Dictionnaire de novlangue  

Dans la presse

Ripostelaique.com, 15 avril 2018

   Souvent, dans des discussions avec des amis, qui ne sont pas forcément convaincus par nos analyses, nous nous heurtons à la question récurrente : « Mais pourquoi nos dirigeants mèneraient-ils une politique hostile à la France ? Pourquoi feraient-ils entrer des millions d’Africains si notre pays n’en avait pas besoin ? Pourquoi détruiraient-ils un pays à qui ils doivent leurs mandats ? ».

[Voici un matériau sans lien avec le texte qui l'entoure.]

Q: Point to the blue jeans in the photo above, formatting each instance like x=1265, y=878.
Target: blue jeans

   Il n’est pas toujours simple de leur expliquer, de manière convaincante, ce que sont les oligarchies, voire ce que certains appellent « la super-classe mondiale ».

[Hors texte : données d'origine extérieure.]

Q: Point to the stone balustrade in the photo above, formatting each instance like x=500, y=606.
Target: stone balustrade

   C’est ce défi qu’a décidé de relever l’énarque Michel Geoffroy, dans cet ouvrage préfacé par un autre énarque, Jean-Yves Le Gallou. Comme quoi ils ne sont pas tous mauvais…

   L’auteur a le mérite de chercher à vulgariser le concept, et à le rendre accessible à un maximum de Français.

   Il parle d’une classe dont l’épicentre est aux Etats-Unis, avec des ramifications dans tous les pays occidentaux, et notamment en Europe. S’abritant derrière une idéologie libérale-libertaire, elle défend avant tout les intérêts des super-riches et des grandes firmes mondialisées. Elle a un projet qu’elle entend imposer par tous les moyens à l’humanité : la mise en place d’un gouvernement mondial, pour marchandiser l’ensemble des activités humaines. Pour cela, elle doit briser les Etats-nations, et éradiquer l’identité des peuples.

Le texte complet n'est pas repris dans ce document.